The general approach to chunking and parsing is to define rules or expressions that are then matched against the input sentence. But this is a very manual, tedious, and error-prone process, likely to get very complicated real fast. The alternative approach is to train a chunker the same way you train a part-of-speech tagger. Except in this case, instead of training on (word, tag) sequences, we train on (tag, iob) sequences, where iob is a chunk tag defined in the the conll2000 corpus. Here’s a function that will take a list of chunked sentences (from a chunked corpus like conll2000 or treebank), and return a list of (tag, iob) sequences.

import nltk.chunk

def conll_tag_chunks(chunk_sents):
    tag_sents = [nltk.chunk.tree2conlltags(tree) for tree in chunk_sents]
    return [[(t, c) for (w, t, c) in chunk_tags] for chunk_tags in tag_sents]

Chunker Accuracy

So how accurate is the trained chunker? Here’s the rest of the code, followed by a chart of the accuracy results. Note that I’m only using Ngram Taggers. You could additionally use the BrillTagger, but the training takes a ridiculously long time for very minimal gains in accuracy.

import nltk.corpus, nltk.tag

def ubt_conll_chunk_accuracy(train_sents, test_sents):
    train_chunks = conll_tag_chunks(train_sents)
    test_chunks = conll_tag_chunks(test_sents)

    u_chunker = nltk.tag.UnigramTagger(train_chunks)
    print 'u:', nltk.tag.accuracy(u_chunker, test_chunks)

    ub_chunker = nltk.tag.BigramTagger(train_chunks, backoff=u_chunker)
    print 'ub:', nltk.tag.accuracy(ub_chunker, test_chunks)

    ubt_chunker = nltk.tag.TrigramTagger(train_chunks, backoff=ub_chunker)
    print 'ubt:', nltk.tag.accuracy(ubt_chunker, test_chunks)

    ut_chunker = nltk.tag.TrigramTagger(train_chunks, backoff=u_chunker)
    print 'ut:', nltk.tag.accuracy(ut_chunker, test_chunks)

    utb_chunker = nltk.tag.BigramTagger(train_chunks, backoff=ut_chunker)
    print 'utb:', nltk.tag.accuracy(utb_chunker, test_chunks)

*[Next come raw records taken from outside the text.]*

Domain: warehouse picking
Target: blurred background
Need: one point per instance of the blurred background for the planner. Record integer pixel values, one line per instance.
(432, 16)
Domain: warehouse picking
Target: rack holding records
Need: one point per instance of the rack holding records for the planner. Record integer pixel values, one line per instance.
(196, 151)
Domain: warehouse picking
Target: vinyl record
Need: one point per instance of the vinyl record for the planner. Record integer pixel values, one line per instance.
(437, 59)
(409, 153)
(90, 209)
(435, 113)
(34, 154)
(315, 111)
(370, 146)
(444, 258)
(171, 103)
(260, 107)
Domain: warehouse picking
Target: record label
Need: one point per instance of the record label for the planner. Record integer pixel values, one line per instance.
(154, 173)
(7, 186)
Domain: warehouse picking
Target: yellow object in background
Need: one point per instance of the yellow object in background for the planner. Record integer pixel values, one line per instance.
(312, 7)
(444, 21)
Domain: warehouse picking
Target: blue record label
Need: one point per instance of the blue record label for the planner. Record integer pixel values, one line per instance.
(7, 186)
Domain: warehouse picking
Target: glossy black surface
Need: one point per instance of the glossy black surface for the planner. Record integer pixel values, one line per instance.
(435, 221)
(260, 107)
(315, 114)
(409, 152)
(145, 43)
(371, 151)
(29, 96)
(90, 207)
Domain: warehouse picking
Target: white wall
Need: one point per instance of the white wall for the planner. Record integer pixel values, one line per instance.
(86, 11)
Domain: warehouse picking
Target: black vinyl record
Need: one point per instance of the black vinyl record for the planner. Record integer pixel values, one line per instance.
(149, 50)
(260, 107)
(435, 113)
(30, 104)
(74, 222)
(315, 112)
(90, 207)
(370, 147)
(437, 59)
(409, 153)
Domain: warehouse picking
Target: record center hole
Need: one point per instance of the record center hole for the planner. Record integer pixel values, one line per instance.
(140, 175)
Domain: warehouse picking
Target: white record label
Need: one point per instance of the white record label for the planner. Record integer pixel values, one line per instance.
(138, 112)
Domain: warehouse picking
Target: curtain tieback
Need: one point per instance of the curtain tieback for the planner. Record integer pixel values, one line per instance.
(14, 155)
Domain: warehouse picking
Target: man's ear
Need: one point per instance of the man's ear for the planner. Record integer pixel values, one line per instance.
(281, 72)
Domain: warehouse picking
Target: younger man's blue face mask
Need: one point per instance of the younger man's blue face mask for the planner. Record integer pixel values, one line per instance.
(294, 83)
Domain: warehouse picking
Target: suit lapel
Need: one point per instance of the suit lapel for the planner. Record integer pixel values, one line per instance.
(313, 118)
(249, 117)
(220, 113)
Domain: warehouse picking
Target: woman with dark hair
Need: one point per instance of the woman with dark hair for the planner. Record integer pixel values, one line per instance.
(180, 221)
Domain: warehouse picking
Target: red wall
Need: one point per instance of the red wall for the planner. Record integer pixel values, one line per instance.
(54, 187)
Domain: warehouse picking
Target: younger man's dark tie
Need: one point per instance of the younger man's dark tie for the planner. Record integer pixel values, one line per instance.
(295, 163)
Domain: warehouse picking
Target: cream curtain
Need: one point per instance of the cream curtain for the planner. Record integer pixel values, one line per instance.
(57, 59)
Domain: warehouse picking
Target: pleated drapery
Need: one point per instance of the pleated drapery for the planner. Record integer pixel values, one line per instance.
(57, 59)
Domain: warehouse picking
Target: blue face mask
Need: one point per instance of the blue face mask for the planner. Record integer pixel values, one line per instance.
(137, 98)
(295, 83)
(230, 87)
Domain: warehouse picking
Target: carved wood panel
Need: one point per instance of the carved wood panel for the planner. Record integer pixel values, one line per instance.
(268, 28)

# conll chunking accuracy test
conll_train = nltk.corpus.conll2000.chunked_sents('train.txt')
conll_test = nltk.corpus.conll2000.chunked_sents('test.txt')
ubt_conll_chunk_accuracy(conll_train, conll_test)

# treebank chunking accuracy test
treebank_sents = nltk.corpus.treebank_chunk.chunked_sents()
ubt_conll_chunk_accuracy(treebank_sents[:2000], treebank_sents[2000:])
Accuracy for Trained Chunker
Accuracy for Trained Chunker

The ub_chunker and utb_chunker are slight favorites with equal accuracy, so in practice I suggest using the ub_chunker since it takes slightly less time to train.

Conclusion

Training a chunker this way is much easier than creating manual chunk expressions or rules, it can approach 100% accuracy, and the process is re-usable across data sets. As with part-of-speech tagging, the training set really matters, and should be as similar as possible to the actual text that you want to tag and chunk.